Мне мучительно хотелось узнать, кто же это такой Савелий. Может, я знаю его по фамилии, но не знаю по имени.
Все-таки нам многие уже известны из окружения Кости Воронцова. Не напрасно же мы занимаемся этим делом. А про Савелия я никогда не слыхал.
И еще закрадывалась тревога: а вдруг сейчас сюда явится сам Савелий? И не один… Погода ведь в самом деле подходящая для бандитских визитов.
За окнами все еще беснуется пурга. И пожалуй, будет бесноваться всю ночь.
Вот получилась бы красивая картина, если б сюда явился Савелий!
Но больше всего я боялся, что Венька сейчас захочет идти отсюда на Большие выселки или прямо в Проказово. А я нисколечко не отдохнул. Я даже излишне разомлел тут от тепла и этого первачка. Неужели Венька действительно захочет сейчас обратно идти через пургу?

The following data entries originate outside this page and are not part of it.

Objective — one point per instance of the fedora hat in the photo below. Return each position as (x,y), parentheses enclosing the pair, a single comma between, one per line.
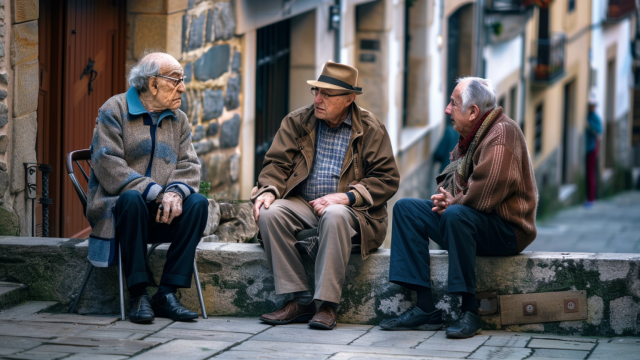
(338,77)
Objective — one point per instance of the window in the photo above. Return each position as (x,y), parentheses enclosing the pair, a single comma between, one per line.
(538,139)
(513,102)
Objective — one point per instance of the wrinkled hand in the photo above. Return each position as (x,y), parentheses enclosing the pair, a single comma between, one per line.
(441,201)
(267,198)
(171,208)
(320,204)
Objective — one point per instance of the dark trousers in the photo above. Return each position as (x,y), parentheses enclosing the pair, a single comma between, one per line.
(136,227)
(460,230)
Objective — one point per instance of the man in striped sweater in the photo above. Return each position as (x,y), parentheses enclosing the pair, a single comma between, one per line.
(486,205)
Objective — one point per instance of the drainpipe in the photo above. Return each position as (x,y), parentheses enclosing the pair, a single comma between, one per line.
(479,43)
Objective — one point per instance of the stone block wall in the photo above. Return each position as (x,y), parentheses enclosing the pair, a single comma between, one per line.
(19,88)
(201,35)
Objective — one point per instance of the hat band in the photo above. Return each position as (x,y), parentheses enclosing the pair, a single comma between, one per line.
(334,81)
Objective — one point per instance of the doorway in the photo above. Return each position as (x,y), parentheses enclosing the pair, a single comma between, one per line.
(82,64)
(272,86)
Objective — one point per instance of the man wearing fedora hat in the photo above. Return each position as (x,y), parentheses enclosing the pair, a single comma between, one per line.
(330,167)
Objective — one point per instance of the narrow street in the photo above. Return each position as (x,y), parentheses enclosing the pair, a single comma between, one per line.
(611,226)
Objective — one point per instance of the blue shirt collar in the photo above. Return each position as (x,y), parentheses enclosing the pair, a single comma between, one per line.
(136,108)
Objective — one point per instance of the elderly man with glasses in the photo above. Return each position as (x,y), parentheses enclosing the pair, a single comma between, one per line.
(330,167)
(142,187)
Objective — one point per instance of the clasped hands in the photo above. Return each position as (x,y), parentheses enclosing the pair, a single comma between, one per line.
(170,207)
(441,201)
(319,204)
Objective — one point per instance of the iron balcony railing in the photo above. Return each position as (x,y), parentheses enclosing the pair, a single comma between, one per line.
(619,9)
(548,64)
(509,6)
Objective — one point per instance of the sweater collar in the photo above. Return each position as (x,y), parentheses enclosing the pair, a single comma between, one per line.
(136,107)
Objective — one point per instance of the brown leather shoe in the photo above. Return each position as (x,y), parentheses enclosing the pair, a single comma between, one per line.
(325,318)
(290,312)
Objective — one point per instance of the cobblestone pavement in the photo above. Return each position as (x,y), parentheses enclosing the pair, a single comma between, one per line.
(611,225)
(28,333)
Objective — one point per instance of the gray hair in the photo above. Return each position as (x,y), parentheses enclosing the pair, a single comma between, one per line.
(142,71)
(478,92)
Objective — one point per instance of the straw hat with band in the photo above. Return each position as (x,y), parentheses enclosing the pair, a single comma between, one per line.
(338,77)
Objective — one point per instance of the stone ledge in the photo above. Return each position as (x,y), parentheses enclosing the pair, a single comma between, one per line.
(237,282)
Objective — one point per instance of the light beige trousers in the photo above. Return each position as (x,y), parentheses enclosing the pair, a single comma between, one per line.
(278,226)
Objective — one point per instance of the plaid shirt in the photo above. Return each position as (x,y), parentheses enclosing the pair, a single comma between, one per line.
(331,147)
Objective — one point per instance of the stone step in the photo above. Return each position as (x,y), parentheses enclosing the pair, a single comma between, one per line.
(236,281)
(12,294)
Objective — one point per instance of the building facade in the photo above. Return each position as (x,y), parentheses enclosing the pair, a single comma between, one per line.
(247,62)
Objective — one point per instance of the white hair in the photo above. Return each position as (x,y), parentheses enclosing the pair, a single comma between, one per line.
(143,70)
(478,92)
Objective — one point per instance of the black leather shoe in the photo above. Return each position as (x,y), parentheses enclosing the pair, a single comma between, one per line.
(414,319)
(141,311)
(468,325)
(170,307)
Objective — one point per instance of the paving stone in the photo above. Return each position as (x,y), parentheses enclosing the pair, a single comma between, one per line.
(230,132)
(560,344)
(37,355)
(516,340)
(95,357)
(24,42)
(213,63)
(213,103)
(209,335)
(614,351)
(559,354)
(357,356)
(244,355)
(230,324)
(185,350)
(295,334)
(318,348)
(494,352)
(196,32)
(405,339)
(29,308)
(21,343)
(439,341)
(232,96)
(71,319)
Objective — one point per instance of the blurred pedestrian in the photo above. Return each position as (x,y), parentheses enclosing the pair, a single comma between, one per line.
(592,132)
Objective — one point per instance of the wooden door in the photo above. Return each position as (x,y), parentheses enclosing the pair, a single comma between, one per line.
(87,32)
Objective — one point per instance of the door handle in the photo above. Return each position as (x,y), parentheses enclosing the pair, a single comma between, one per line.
(91,72)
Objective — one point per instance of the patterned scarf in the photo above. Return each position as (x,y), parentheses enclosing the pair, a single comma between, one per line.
(455,176)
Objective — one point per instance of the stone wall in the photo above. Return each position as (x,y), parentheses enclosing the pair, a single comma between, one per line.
(236,281)
(201,35)
(18,104)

Дедушка опять застонал на печке, забормотал что-то. И в комнате явственно запахло залежанным тюфяком.
— Да ну его! — покосилась на печку женщина. — Еле живой, в чем душа теплится, а все шпионит за мной. Бывший околоточный надзиратель. Приехал аж из самого Владивостока доживать свой век в тайгу. Он не родной мне, он мне всего-навсего крестный. Но Савелий велел его обихаживать. Говорит, он еще потребуется.